Clampett notes that the last remaining full-blood first Tasmanian passed away on the 8th of May 1876 in Hobart. She was Truganini, aka Lallah Rookh, born on Bruny Island. Truganini, also known as Lallah Rookh (c. 1812 – 8 May 1876) was an Aboriginal Tasmanian woman. She was one of the last native speakers of the Tasmanian languages and one of the last individuals solely of Aboriginal Tasmanian descent. “She was a true Tasmanian. Any good Internet search will bring this information to light.”

He also dismissed notion that “First Nations” lived some sort of harmonious life before the arrival of Europeans. “There are books available that chronologise aboriginal cannibalism and infanticide on Australia by way of an Internet search to complete studies on these subjects,” he says.

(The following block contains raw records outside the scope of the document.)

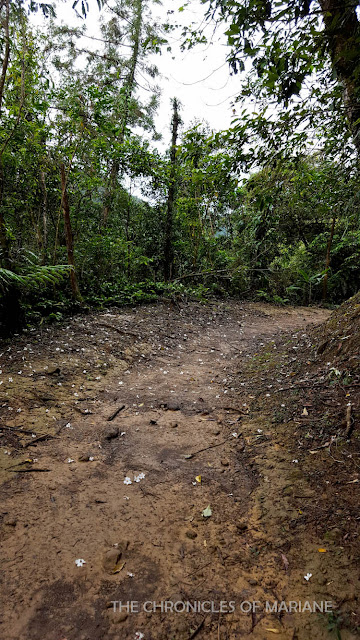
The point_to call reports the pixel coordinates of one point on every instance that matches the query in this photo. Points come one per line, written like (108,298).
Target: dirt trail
(125,496)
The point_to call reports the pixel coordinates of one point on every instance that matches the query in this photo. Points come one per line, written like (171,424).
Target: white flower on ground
(80,562)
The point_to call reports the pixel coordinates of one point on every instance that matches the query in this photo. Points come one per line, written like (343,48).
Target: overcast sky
(200,78)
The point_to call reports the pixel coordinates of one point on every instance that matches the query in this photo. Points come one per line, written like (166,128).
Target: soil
(186,454)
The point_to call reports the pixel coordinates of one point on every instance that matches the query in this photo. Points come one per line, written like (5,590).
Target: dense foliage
(85,193)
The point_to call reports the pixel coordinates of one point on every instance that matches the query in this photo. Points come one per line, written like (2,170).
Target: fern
(32,276)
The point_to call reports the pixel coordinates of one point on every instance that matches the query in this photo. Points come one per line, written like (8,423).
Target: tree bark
(342,31)
(168,239)
(129,87)
(327,259)
(69,235)
(44,215)
(5,62)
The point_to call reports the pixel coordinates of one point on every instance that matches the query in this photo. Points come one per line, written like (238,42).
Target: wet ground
(148,447)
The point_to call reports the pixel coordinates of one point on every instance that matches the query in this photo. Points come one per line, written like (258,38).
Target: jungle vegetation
(93,214)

“We also need to know and understand that infanticide was used as a means of population control for these nomadic peoples. Early Australian courts sickeningly held that these practices were native ritual and were often not punished. It started a long time before us.”

On references by The Australia Project and others to international law and the UNDRIP, Clampett says there is no such thing as international law as there is no international structure that has international residents or citizens to elect an international parliament to create international law.

“There are only international agreements which can be renounced at any time. Treaties can only be made by Sovereign nations and neither the UN nor the WEF, WHO, IMF or any of the alphabet organisations can be held to agreements (treaties?) with sovereign nations and neither can the sovereign nations be held to agreements with these non-sovereign entities.

“All the alphabet organisations today, such as the false WEF, have spoken themselves into positions of influence and politicians fall for their games.”